Azov Battalion: 3,000-member neo-Nazi formation in Ukraine’s National Guard. Azov began as a paramilitary, originally formed out of the Patriot of Ukraine neo-Nazi gang led by Andriy Biletsky, and is now a Ukrainian National Guard unit. The battalion’s logo incorporates the neo-Nazi Wolfsangel and black sun symbols. Biletsky is now a member of Ukrainian Parliament. Vadim Troyan, another  Azov veteran, is now Deputy Interior Minister.
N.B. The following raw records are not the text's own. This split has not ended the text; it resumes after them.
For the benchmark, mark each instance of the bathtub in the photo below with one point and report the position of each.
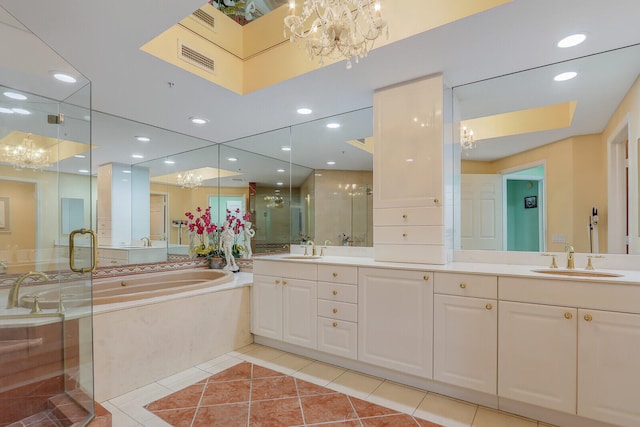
(128, 288)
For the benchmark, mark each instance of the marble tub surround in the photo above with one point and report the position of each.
(322, 392)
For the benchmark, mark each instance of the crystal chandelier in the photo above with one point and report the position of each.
(26, 155)
(336, 28)
(466, 139)
(189, 179)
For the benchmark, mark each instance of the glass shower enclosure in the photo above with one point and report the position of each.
(46, 244)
Ukrainian National Corps: Azov’s civilian arm, responsible, among other things, for coordinating with and recruiting neo-Nazis and white supremacists from around the world. The international outreach is led by Olena Semanyka, who’s been photographed with a swastika flag.

National Druzhina: Azov’s street patrol organization, established in January 2018 with the aim of “restoring Ukrainian order” to the streets. The National Druzhina — whose members pledge personal loyalty to Biletsky — has been involved in pogroms against the Roma, LGBT, and other activists.

Right Sector: Loose formation of neo-Nazis and football ultras, which supplied street muscle to the 2013-2014 Maidan uprising. Later involved in lethal suppression of anti-Maidan movements in places like Odessa.

C14: Ukrainian neo-Nazi gang that receives government funding and has been responsible for some of the lethal Roma pogroms as well as anti-LGBT violence. The 14 is a reference to the Fourteen Word slogan of white supremacy. Led by Serhiy Bondar, who spoke at America House, a cultural center funded by the U.S. government.